Listening to the year's first cuckoo (black-billed), who is so desperately needed to take the edge off the tent caterpillar outbreak we are in the middle of.

Tuesday, April 27, 2004

Peace

Dusk growing, tiny bats swooping over the pond, whippoorwills calling over the din of the frogs, chickens bedded down for the night, not a breeze, not a cloud. A wonderfully noisy silence. Maybe the barred owls will be calling tonight.

Funny how in my meanderings around the continent I have wound up just a couple of hundred miles from where I started, contentedly settling down back amongst the old familiar wild things I had grown so bored with in my childhood.

Monday, April 19, 2004

Spider season returns

Two nights ago the lightning bugs reappeared after their long winter hiatus. Last night another less joy-inducing arthropod companion also reappeared after its hibernal slumber. I was sitting at this very desk, felt the light touch of something gently crawling across my hand, moved gently to take a look and sure enough...

Fully grown male brown recluse spider strolling peacefully over my unprotected flesh.

This is hardly something surprising, as the brown recluse is the most common spider in these old Tennessee houses. On the plus side, they are docile, slow, and reclusive, biting under only severe provocation and spending most of their time inside walls, under floors, and behind clutter. I often suspect that the surprisingly low population of cockroaches around here is because all the brown recluses eat them! I once saw a brown recluse eating a black widow. In spite of their abundance (thousands in every house) bites are rare, and the really nasty bites are even rarer. Unfortunately, they are also fond of hiding places like clothes drawers, old shoes, pockets of jackets, and nooks within bedframes. In spite of my general respect for predators, and my resistance to wanton slaughter, I have regrettably adopted a policy of instant death to all brown recluses I find within the human living areas of the house. They can have all those dark crannies and interior spaces they love so much, but when they wander into territory shared with me and my feet and fingers I swat without mercy. Not without residual guilt, but without mercy.

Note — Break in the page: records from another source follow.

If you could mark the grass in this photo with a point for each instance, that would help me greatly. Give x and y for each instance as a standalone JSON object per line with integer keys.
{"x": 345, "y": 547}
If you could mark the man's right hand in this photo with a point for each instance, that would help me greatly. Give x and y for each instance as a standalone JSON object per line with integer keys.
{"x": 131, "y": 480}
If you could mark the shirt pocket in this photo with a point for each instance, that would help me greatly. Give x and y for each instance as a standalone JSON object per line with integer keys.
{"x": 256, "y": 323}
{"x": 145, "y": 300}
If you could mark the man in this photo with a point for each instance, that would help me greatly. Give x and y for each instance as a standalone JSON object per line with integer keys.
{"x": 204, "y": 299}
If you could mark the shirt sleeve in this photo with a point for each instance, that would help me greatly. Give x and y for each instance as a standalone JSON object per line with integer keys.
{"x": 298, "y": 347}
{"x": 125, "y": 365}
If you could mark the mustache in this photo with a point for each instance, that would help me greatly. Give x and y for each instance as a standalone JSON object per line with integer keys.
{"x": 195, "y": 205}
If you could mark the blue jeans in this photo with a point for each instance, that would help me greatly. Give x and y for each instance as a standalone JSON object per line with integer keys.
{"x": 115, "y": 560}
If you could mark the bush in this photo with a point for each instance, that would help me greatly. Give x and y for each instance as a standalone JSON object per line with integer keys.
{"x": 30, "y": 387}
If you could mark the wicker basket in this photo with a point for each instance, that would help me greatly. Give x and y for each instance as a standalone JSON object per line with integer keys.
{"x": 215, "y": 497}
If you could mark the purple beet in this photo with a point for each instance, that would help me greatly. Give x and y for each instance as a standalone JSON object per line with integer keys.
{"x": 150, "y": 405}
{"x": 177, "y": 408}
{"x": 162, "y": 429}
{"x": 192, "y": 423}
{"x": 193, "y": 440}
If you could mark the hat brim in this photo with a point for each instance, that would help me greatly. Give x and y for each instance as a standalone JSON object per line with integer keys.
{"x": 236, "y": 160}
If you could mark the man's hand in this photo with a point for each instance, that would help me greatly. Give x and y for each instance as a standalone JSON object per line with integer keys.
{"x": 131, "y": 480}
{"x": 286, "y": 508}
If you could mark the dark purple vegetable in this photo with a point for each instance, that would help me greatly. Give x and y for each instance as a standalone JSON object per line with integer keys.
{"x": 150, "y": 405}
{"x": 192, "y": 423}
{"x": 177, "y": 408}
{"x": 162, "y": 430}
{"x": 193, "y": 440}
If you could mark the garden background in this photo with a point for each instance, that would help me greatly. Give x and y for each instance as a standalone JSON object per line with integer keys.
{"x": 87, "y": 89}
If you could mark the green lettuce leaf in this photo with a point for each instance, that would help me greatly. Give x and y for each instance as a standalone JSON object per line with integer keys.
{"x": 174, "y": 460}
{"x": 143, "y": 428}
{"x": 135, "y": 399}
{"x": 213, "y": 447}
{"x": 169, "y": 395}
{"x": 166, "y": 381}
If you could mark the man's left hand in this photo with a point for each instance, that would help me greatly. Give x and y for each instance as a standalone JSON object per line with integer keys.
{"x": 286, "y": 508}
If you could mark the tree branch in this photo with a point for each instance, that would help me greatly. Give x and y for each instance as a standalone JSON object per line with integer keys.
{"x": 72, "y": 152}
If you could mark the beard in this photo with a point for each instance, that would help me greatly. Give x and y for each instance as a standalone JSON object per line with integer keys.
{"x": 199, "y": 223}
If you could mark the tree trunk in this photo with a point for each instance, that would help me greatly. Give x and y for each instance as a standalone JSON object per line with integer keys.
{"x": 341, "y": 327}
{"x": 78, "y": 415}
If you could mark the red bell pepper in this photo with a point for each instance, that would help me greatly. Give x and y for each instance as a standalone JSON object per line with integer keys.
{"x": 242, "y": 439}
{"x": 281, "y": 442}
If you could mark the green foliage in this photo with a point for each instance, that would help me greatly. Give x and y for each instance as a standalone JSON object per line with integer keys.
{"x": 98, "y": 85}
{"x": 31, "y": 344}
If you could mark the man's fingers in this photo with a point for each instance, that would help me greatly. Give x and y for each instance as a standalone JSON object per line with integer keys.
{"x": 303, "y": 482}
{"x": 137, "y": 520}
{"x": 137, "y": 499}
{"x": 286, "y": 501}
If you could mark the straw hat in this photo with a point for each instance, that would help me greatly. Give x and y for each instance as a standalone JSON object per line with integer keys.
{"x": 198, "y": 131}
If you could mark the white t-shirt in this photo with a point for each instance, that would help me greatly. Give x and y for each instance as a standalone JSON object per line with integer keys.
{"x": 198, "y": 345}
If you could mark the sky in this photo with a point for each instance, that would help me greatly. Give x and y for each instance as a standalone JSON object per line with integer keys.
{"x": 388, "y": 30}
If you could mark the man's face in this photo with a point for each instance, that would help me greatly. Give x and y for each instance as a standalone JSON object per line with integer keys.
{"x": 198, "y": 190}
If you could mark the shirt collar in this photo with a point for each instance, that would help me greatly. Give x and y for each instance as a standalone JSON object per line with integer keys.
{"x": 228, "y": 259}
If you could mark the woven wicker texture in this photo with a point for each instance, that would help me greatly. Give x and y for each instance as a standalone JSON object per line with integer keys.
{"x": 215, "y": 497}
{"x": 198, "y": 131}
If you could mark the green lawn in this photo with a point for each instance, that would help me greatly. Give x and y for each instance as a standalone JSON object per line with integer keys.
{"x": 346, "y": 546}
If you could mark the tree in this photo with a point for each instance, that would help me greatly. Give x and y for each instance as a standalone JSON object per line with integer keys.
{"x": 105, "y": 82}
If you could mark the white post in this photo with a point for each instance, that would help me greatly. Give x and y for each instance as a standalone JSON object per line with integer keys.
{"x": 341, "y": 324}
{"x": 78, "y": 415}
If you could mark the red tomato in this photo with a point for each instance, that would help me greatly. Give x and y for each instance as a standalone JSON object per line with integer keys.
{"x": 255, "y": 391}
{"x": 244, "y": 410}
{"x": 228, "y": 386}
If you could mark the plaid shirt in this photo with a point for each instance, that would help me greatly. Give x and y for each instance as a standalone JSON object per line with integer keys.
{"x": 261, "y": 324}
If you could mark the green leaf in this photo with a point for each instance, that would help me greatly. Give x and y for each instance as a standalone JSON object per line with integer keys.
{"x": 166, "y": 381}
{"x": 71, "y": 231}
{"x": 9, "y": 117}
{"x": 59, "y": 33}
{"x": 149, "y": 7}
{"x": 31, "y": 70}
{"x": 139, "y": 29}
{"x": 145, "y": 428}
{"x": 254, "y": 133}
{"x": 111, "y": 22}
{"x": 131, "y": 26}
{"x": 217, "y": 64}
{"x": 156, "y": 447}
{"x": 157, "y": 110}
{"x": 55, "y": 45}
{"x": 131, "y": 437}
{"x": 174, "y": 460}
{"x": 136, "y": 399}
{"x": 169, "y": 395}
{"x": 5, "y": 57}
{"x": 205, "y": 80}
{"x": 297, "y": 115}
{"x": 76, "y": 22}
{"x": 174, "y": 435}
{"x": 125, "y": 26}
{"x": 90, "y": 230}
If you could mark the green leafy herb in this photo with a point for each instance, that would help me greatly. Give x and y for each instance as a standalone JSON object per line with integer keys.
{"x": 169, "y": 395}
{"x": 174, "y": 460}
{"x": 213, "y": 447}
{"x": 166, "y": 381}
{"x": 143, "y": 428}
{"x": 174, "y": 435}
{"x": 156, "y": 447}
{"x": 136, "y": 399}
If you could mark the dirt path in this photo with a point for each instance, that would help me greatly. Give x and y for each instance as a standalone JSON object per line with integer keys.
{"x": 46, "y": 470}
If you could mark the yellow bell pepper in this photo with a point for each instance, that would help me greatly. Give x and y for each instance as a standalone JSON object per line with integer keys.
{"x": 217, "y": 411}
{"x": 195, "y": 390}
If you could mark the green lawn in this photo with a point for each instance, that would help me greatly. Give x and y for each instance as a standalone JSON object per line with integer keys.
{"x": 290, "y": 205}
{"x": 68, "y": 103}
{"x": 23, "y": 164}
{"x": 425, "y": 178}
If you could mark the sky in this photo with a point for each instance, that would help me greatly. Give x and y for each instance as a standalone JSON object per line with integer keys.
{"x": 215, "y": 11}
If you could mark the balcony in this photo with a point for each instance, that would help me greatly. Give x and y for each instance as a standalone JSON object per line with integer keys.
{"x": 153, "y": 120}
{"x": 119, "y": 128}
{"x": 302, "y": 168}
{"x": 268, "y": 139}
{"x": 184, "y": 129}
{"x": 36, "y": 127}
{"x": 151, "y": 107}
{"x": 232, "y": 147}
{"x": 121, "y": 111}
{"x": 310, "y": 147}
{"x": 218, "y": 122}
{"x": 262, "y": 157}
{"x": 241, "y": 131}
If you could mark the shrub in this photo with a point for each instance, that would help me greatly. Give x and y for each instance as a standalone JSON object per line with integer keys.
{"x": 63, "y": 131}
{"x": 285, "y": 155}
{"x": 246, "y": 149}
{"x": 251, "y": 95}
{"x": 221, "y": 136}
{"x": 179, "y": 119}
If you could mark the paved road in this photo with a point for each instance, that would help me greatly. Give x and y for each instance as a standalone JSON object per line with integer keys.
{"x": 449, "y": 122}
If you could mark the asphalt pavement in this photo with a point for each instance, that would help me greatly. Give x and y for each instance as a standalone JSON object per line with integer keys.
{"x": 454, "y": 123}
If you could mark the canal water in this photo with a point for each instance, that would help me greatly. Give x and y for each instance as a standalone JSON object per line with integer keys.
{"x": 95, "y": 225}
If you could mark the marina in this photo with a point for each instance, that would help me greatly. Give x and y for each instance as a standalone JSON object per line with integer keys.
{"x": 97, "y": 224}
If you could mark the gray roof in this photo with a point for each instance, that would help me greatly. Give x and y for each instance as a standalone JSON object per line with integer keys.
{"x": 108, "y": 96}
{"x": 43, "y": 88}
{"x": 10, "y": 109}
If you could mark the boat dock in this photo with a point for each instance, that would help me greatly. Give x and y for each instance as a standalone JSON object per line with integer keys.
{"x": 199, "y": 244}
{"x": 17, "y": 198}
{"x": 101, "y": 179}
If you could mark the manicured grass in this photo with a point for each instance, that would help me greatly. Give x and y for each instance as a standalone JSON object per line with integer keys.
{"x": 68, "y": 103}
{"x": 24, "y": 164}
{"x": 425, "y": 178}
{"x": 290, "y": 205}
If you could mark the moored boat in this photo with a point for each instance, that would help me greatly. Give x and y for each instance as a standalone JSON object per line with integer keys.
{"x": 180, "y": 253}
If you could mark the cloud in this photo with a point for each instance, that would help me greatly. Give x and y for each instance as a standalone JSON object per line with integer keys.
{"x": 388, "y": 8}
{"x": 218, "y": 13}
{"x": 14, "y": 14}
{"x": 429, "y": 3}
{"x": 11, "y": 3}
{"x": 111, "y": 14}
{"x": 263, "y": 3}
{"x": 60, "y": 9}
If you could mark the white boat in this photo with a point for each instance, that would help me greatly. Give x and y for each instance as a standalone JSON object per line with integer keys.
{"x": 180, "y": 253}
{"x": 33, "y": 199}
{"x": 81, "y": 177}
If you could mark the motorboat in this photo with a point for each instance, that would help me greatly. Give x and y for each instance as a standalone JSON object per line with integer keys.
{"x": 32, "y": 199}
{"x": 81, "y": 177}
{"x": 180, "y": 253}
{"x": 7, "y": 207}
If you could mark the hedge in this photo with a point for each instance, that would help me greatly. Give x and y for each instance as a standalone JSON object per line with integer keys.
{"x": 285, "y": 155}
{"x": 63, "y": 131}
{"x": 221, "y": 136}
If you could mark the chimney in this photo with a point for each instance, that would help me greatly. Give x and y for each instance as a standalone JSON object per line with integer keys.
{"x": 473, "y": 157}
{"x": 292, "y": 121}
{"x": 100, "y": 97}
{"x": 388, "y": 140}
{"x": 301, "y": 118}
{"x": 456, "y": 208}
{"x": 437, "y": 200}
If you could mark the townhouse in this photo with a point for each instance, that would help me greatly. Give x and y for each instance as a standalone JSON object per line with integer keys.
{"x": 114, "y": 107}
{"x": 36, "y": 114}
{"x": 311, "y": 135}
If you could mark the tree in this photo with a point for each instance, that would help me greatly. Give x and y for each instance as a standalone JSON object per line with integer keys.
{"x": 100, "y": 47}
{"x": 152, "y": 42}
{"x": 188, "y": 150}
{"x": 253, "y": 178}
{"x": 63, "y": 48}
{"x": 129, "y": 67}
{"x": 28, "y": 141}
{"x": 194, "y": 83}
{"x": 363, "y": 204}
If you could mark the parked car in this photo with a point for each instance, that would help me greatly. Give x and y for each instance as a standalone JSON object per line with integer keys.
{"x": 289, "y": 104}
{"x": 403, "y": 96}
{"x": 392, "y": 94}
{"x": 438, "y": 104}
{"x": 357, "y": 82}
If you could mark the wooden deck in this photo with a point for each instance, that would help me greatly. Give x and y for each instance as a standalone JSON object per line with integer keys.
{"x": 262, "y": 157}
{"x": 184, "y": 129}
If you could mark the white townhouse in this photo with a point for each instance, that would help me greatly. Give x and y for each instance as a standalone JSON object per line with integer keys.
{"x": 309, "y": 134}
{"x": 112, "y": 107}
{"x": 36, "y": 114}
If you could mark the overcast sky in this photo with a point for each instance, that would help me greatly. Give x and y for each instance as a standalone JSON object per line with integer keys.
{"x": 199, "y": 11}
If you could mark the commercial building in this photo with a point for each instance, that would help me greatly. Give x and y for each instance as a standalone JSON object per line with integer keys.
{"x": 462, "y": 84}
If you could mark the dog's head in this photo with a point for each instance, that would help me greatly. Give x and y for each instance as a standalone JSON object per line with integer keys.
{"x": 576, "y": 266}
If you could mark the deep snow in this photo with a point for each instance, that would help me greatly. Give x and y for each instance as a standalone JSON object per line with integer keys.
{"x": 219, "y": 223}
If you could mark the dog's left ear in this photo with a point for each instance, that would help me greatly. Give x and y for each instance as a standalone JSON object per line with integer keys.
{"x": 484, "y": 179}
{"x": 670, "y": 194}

I wish there was another solution, but I prefer my extremities intact and my body free of necrotizing wounds. Time to go stock up on sticky traps again.

Monday, April 05, 2004

Visitor

On Saturday I was looking out towards the pond when an osprey appeared floating in the sky. It spent quite a while swooping, sailing, hovering, and stooping (how does something that big just hang in the air like that?), before finally splashing down and heading off with it's booty: an 8" fish of undetermined species. It perched on a tree on the hillside and ate its feast, then set off down the hollow towards the north. There was an osprey over the pond at this same time last year, but there weren't yet any fish big enough to catch its attention back then. I wonder if it's the same individual, and if so I hope it will now make our pond a regular meal stop on its annual passage. A couple of fish is a very small price to pay for such a noble visitor.